Ho le dita serrate intorno alla maniglia d'acciaio della porta dell'ufficio di Thomas, ma non riesco a spingerla verso il basso. Faith, la mia collega e doppelgänger, mi rivolge un'occhiata incoraggiante. Lavoro in questo negozio da una settimana, ormai, e il capo continua ad affidarmi come incarico soltanto la pulizia del suo studio e questa cosa non mi sta bene e voglio parlargliene. Mi piacerebbe anche poter interagire con i clienti. Deglutisco e mi decido ad entrare nella stanza di Thomas che, al momento, sta parlando al cellulare. Rotea gli occhi, infastidito dalla mia presenza, e mi indica con un cenno della testa di sedermi su una poltroncina di pelle nera e di attenderlo. Allontana per un istante il telefono dall'orecchio e lo preme contro la sua spalla.

«Che cosa vuoi?» , domanda con acidità.

Per qualche strano motivo, non mi tollera ed è sempre brusco con me.

«Una promozione. Sono stanca di pulire questo ufficio» , rispondo senza troppi giri di parole.

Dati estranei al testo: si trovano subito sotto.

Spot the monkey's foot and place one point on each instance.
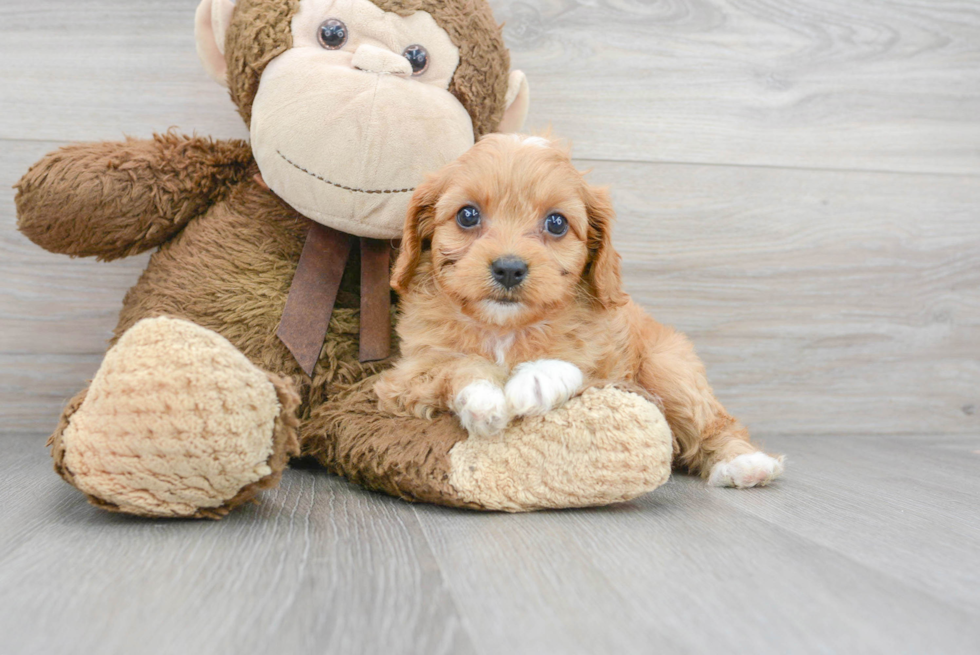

Visibilmente sorpreso, torna per un istante alla sua conversazione per congedare il suo interlocutore con la promessa di richiamarlo al più presto. Lancia il cellulare sulla scrivania di cristallo e, lentamente, mi si avvicina. Temo per un attimo che possa licenziarmi, ma, quando si inginocchia e mi porta una mano sotto il mento, dimentico anche il motivo per cui mi trovo in questa stanza.

«Ne sei sicura, Eveline?»

Mi ritrovo, confusa, a fissare i suoi occhi. Ho sempre detestato il mio nome di battesimo, ma lo pronuncia in un modo così seducente da farmelo amare.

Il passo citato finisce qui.